340B Program Talking Points

340B Program Talking Points

The 340B program supports children's hospitals in their mission to serve low-income, uninsured and under-insured patients.
  • The 340B Drug Pricing Program supports safety net providers, such as children's hospitals, in their mission to serve low-income, uninsured and under-insured patients. Under the 340B program, hospitals that treat a large number of low-income patients can purchase expensive, high-cost drugs at lower prices, freeing up resources to support hospital operations and provide services to their patients. There are currently 56 freestanding children's hospitals that participate in the program.
  • On average, more than half of all patients treated at children's hospitals are covered by Medicaid, which pays less than Medicare or private insurance. Medicaid, for instance, pays on average 72% of what Medicare pays for the same items and services. Children's hospitals need the 340B program to help offset losses from low Medicaid reimbursement.
  • The 340B program savings give children's hospitals the flexibility to provide tailored services their communities need. Children's hospitals around the country use 340B program savings to support diverse services. For example, some hospitals have used the savings to partially subsidize the cost of providing behavioral health services, annual flu vaccinations, affordable prescription drugs or hemophilia treatment centers.
  • The COVID-19 pandemic severely threatens the sustainability of children's hospitals. The pandemic drastically reduced the number of hospital visits leading to significant loss of clinical revenue. Estimates show that children's hospitals will likely incur $3 billion in 2021 revenue losses, in addition to the $5 billion suffered in 2020. Actions that limit the 340B program will exacerbate the already precarious financial conditions of children's hospitals.
  • Children's hospitals became eligible for the program in 2006 and officially started participating in 2009. Children's hospitals remain fully committed to improving program integrity and support the administration's ongoing audits and annual recertification process.
  • Pharmaceutical manufacturers often claim the size of the 340B program is unsustainable, but the size of the program is affected by the actions of pharmaceutical manufacturers themselves. The size of the 340B program is the sum of all the 340B discounts provided to 340B entities. The 340B discount, however, consists of a fixed percentage set by the statute and a manufacturer penalty for rapid drug price increases. Therefore, the size of the 340B program grows when the pharmaceutical manufacturers set a high drug price or increase the price of a drug quickly.

Children's hospitals support:

  • Measures that promote program integrity for both manufacturers and covered entities. Children's hospitals support efforts to enhance 340B program integrity. Any proposal should take into consideration existing hospital reporting requirements, as children's hospitals are already subject to oversight by multiple government entities. In addition to the annual recertification and ongoing audits by the Health Resources and Services Administration, children's hospitals also annually submit cost reports to Medicaid agencies and report financial assistance and community benefits to the Internal Revenue Service.
  • Measures that allow for flexibility in the use of program savings.

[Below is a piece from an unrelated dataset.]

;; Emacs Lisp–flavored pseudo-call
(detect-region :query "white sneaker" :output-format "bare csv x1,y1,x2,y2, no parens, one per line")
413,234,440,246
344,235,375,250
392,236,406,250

The current program gives children's hospitals the flexibility to stretch scarce resources and respond to the varying needs of local communities. This flexibility should remain. Children's hospitals treat children regardless of their ability to pay and provide critical services children need. This includes services that may not be fully reimbursed by payers, but nevertheless help our patients and the surrounding community.

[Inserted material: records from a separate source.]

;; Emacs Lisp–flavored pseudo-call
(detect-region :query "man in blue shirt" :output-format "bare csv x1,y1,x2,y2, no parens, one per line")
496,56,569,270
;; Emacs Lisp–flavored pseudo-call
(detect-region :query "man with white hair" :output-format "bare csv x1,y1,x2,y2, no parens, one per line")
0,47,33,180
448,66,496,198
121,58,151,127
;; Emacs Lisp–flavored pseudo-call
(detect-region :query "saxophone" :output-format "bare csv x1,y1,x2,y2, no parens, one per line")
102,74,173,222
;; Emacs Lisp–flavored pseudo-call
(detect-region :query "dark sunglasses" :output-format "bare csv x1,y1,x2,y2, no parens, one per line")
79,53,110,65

Children's hospitals oppose:

  • Proposals that tie the mission of the 340B program exclusively to charity care. Due to programs like Medicaid and the Children's Health Insurance Program (CHIP), the vast majority of children in the nation are insured. Proposals that require charity care—particularly charity care for only the uninsured versus the underinsured—unfairly punish children's hospitals. Charity care requirements do not fully capture the benefits children's hospitals provide to the communities they serve or account for the significant shortfall between the cost of care and Medicaid payments.
  • Proposals that do not account for new payment models. Not all outpatient drugs have separately identifiable reimbursement amounts. As payers move away from fee-for-service, reimbursement models like bundled payments provide one inclusive payment that encompasses all necessary services and drugs, and no longer accounts for each individual item. Requiring gross reimbursement reporting for drugs when payers do not pay for drugs separately would only lead to inaccurate estimates that do not reflect actual hospital operations or the trend towards value-based payments.
  • Proposals that indiscriminately impose Medicare requirements. On average, more than half of all patients treated at children's hospitals are covered by Medicaid, while only a tiny percentage is covered by Medicare. Proposals should not impose Medicare requirements without considering their applicability to children's hospitals and their patients.